Well governments consist of people, and in our case, some of those people are so old and idiotic they treat the internet as a toy, a luxury instead of the necessity it is. F. James Sensenbrenner Jr. (R-Wis.), I’m looking at you, you sack of useless space.

If anyone is interested, this is the actual FCC policy paper:

They’re attacking on two fronts.

Fight for the Future: Crowdfunded billboards appear in districts of lawmakers who voted to gut Internet privacy and allow ISPs to sell consumer data

That is a very effective billboard. It’s a one-sentence story, and it’s brutal.

I imagine a whole lot of people will read that and have a serious “Holy fuck I thought porn was private” moment on their drive home from work.

John Oliver on Net Neutrality again, inviting us to give feedback to the FCC.

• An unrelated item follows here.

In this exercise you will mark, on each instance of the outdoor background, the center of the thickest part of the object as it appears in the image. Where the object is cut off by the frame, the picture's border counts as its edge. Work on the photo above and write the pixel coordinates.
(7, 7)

There are reports (example) that their website took a big enough hit from all the traffic to go down, but I think it’s just the Docket search that’s actually broken. Can’t resist: Consumer Complaint Center feedback form | ECFS Filing form

Pai’s already said they’re not really going to pay attention to feedback from the general public. [quote]“We have to remember not all four million were in support of the rules,” he said. What happens, though, if a majority still thrashes Pai and his plan to roll back the Obama administration’s work? “Well, look, that’s part of the process. … After that [public comment period] is over, the agency takes stock of what’s in the record.” While he said the FCC must have “substantial evidence” justifying its work, he said “there’s no numerical threshold the courts have applied” to evaluate if regulators act appropriately.
And by the way, he stopped short of saying consumers’ fears are unfounded. Asked if public-interest groups had been disingenuous, he replied: “The parade of horribles trotted out have no resonance in fact.”[/quote]

This is oliver’s shortcut to leave feedback to the FCC:
http://gofccyourself.com

It’s getting crushed…

No surprise. I’m worried that it won’t be as effective this time around.

Of course it’s not going to be effective. Pai and O’Reilly voted against net neutrality last time, and they’re the only votes needed for the new “rules” to pass given that there are only three members now.